Follow-up: How does Kubernetes handle this problem?Kubernetes enables process namespace sharing between containers in a pod via shareProcessNamespace: true. When enabled, the pause container (the pod’s infrastructure container) becomes PID 1 and handles zombie reaping for all containers in the pod. Without this setting, each container has its own PID namespace and must handle its own signal forwarding and reaping. This is one reason the pause container exists — it is a minimal process that correctly implements init behavior, acting as the stable anchor for the pod’s shared namespaces.
How does the user namespace enable rootless containers, and what are the security trade-offs?
Strong Answer:
The user namespace maps UIDs and GIDs inside the namespace to different UIDs outside. A process can be UID 0 (root) inside the container but map to UID 100000 (unprivileged) on the host. This means the container process has full root capabilities within its namespace but if it escapes the container, it lands as an unprivileged user on the host.
The mapping is configured by writing to /proc/<pid>/uid_map and /proc/<pid>/gid_map. A typical mapping like 0 100000 65536 means container UIDs 0-65535 map to host UIDs 100000-165535. This requires either root on the host or entries in /etc/subuid and /etc/subgid that grant ranges to unprivileged users.

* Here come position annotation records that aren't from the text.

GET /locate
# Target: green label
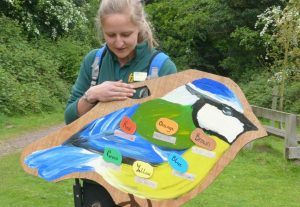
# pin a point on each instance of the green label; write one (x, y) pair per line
(112, 155)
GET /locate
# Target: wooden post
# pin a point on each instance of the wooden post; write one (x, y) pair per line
(291, 143)
(274, 102)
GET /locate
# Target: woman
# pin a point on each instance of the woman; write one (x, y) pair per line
(130, 47)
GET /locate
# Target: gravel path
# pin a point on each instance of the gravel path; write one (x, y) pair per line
(17, 144)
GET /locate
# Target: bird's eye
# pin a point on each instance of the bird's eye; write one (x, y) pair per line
(227, 111)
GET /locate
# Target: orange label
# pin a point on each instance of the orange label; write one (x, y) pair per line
(166, 126)
(202, 140)
(127, 125)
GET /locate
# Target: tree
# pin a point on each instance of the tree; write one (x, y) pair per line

The trade-off is complexity and compatibility. Some operations inside rootless containers behave differently — for example, mknod for device files is restricted because the kernel checks the host UID for device access. Network namespace setup requires workarounds (like slirp4netns instead of veth pairs) because creating network interfaces needs real CAP_NET_ADMIN on the host.

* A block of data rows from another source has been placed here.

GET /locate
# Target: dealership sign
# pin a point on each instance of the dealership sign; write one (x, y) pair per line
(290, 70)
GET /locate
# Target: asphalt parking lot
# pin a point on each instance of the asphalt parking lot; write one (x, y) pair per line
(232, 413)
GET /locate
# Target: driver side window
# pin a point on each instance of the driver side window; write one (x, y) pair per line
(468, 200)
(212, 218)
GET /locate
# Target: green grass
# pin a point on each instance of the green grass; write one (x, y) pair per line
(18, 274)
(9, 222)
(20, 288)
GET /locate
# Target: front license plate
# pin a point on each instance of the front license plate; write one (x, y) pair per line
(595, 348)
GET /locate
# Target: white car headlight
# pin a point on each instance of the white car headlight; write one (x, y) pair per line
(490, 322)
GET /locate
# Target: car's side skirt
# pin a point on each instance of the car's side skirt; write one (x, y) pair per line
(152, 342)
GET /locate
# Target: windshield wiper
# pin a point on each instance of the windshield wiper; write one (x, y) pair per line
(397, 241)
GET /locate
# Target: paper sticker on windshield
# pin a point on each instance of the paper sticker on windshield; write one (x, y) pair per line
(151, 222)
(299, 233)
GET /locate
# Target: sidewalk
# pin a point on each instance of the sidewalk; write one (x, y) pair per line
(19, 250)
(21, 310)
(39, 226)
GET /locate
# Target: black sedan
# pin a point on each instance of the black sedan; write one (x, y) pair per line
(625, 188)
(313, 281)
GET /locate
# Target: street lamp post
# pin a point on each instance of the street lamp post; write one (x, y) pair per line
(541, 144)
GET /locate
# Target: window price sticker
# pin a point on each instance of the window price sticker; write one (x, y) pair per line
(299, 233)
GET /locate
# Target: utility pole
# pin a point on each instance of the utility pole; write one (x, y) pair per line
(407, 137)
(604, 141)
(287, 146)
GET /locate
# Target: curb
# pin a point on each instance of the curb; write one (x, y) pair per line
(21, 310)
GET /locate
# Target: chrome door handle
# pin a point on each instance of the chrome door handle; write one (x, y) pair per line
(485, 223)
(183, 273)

Despite these trade-offs, rootless containers are a significant security improvement and are the default in Podman. For production environments where the threat model includes container escape, running rootless eliminates the most dangerous scenario: an attacker gaining root on the host.
Follow-up: If user namespaces are so beneficial, why did Docker not enable them by default from the start?Primarily because of the compatibility burden. When user namespaces are enabled, every file in the container image is accessed as the mapped (unprivileged) host UID. This breaks volume mounts where the host directory is owned by a different user, breaks images that expect real root capabilities (like installing packages), and introduces subtle permission errors with shared storage. Docker chose operational simplicity over security by default. Podman made the opposite bet, choosing rootless by default and absorbing the compatibility pain. The industry has gradually shifted toward rootless as the ecosystem adapted, but the transition took years.